I just started a personal project, a game, Rogue-like. The basis of such a game is always some sort of matrix, in which the character is moved. My conditions for this project are to write the game in C++, using as much of C++11 as possible, for learning reasons.
So the first idea was to create a Matrix class, which should be a vector of vectors; this idea fell quite fast, I didn’t really like it and didn’t feel like using this method for doing a Matrix. So, obviously, I thought of rolling my own. Unfortunately, I can’t really add the code (WordPress really thinks it’s too smart for its own good, and decided that my template code is really XML).

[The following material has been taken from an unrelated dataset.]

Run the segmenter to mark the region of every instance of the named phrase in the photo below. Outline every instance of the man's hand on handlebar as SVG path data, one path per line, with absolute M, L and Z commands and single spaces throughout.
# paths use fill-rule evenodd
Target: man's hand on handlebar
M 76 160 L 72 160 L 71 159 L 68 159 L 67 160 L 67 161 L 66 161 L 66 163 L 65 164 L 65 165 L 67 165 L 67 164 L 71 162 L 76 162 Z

I created a Matrix template class, and only ran the initialization code. First I used a std::vector for keeping the matrix data, then I used a simple T*. For the data themselves, I used an Entity class and a NullEntity derived from Entity that sets the entity name to “NULL”. A matrix of 5000×5000 items was created. Below we have the creation times:
|Container type||Item type (T)||Run time|
|STL vector||shared_ptr||1410-1440 ms|
|STL vector||C++ pointer||290-310 ms|
|C++ vector (T*)||shared_ptr||1010-1030 ms|
|C++ vector (T*)||C++ pointer||100-110 ms|
So for 25 million items, the time cost of using a shared pointer is about 900ms (or 1100 ms in the case of reallocation done with the STL vector). This means that creating a little over 25000 items will take 1 ms.
The benefits of using shared_ptr are quite big: I would be able to reuse safely these objects in the program and the lifetime would be well controlled. Not having to check for every possible copy of every object is an improvement in development time. This and the fact that each cell should not have only one entity, but a stack of entities makes me think that the cost may be worth it. Is the cost acceptable? I don’t know. I shall think about it. But I certainly don’t like the fact that the running time jumps an order of magnitude.
Of course, I should optimize in different areas. I should not have in memory a 5000×5000 matrix, so my numbers should become acceptable. But early optimization can be the death of any project, therefore I shall go the C++11/STL way nonetheless. The optimization should be made at a higher level, at design level: for example, we should not have a matrix but a sparse matrix, and we should not have all the data in memory at one time. But this kind of decisions I shall make after I have at least something working, not now.
As a PS, an optimization trick: What’s the difference between:
T *ptr = _data;
for (unsigned i=0; i&ls;nItems; ptr++, i++)
*ptr = value
for (unsigned i=0; i&ls;nItems; i++)
_data[i] = value
Answer: around 10 ms for 25 million items.
PS: Looking at how difficult it is to post code with wordpress makes me seriously think about creating my own publishing platform.